At the Samuel K. Doe Stadium (search) up to 30,000 war refugees have turned bleachers, locker rooms and offices into makeshift homes.

In the stadium's darkened underbelly, bare concrete rooms teem with people, and the air is thick with smoke from charcoal fires. Pebbles line the floors, marking off the living spaces.

Rain water drips through the stands under which Digen sits compiling his student's grades. He was teaching the day rebels overran his last home -- a refugee camp on the northwestern outskirts of the city -- and fled without extra clothes. But he did manage to save his students' test results.

At the camp he was able to grow a few vegetables to help feed his family. They now depend on handouts. At night, they sleep on empty rice bags on the ground.

Rebels beat his brother to death at the start of Liberia's last war, and a few days ago, cholera claimed the life of a sister.

"Our grandfathers and great grandfathers worked on the American plantations for many years," Digen said. "So why should they neglect us now?"

Clinging to ties many Americans never knew they had, thousands more Liberians have sought sanctuary in a residential compound built for U.S. diplomats, some of whom were evacuated when rebels attacked the city last month. Rickety bamboo structures fill the muddy grounds, but without enough tarpaulin to go round, many offer no protection against the season's torrential rains.

Among those here is Barbara Williams, a 36-year-old mother of five, who was erecting a tent on a rocky hill last month when a rocket slammed into the compound. Many were killed in the strike and the stampede it triggered, including two of her friends.

But when it was over, she went right back to putting up her tent.

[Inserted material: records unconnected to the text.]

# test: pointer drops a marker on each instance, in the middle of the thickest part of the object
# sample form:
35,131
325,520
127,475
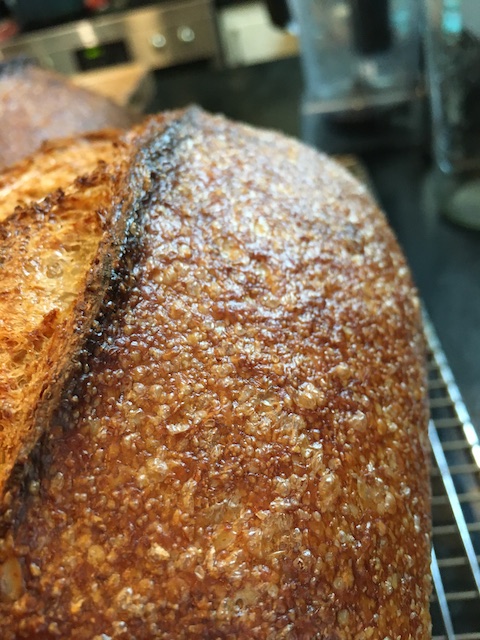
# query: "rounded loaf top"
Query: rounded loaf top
244,455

"I was scared, but I say better stay in here than go outside," she said, as she sorted bags of charcoal into neat piles to sell to other refugees. "Everywhere now is risky."

The few who ventured back to camps on Monrovia's outskirts ahead of the latest rebel advance complained of nightly raids by armed, drunk and drugged government fighters, who they say rape and steal from residents.

There was also systematic looting in the northwestern suburbs -- now held by rebels -- as evidenced by a flood of new merchandise, including bath tubs and toilet seats, at the city's main market, humanitarian workers say.

On Wednesday, military chief Gen. Benjamin Yeaten said he had instructed that any troops caught "harassing or molesting peaceful civilians should be executed on the spot."

The next day, heavy explosions heard in Monrovia's northwest outskirts prompted a new wave of refugees fleeing for the city with rolled up mattresses and bundles of clothes balanced on their heads.

"As soon as we try to settle, war comes again," said Kula Gbelley, who has been fleeing gunfire for more than half of her 24 years. "We are tired."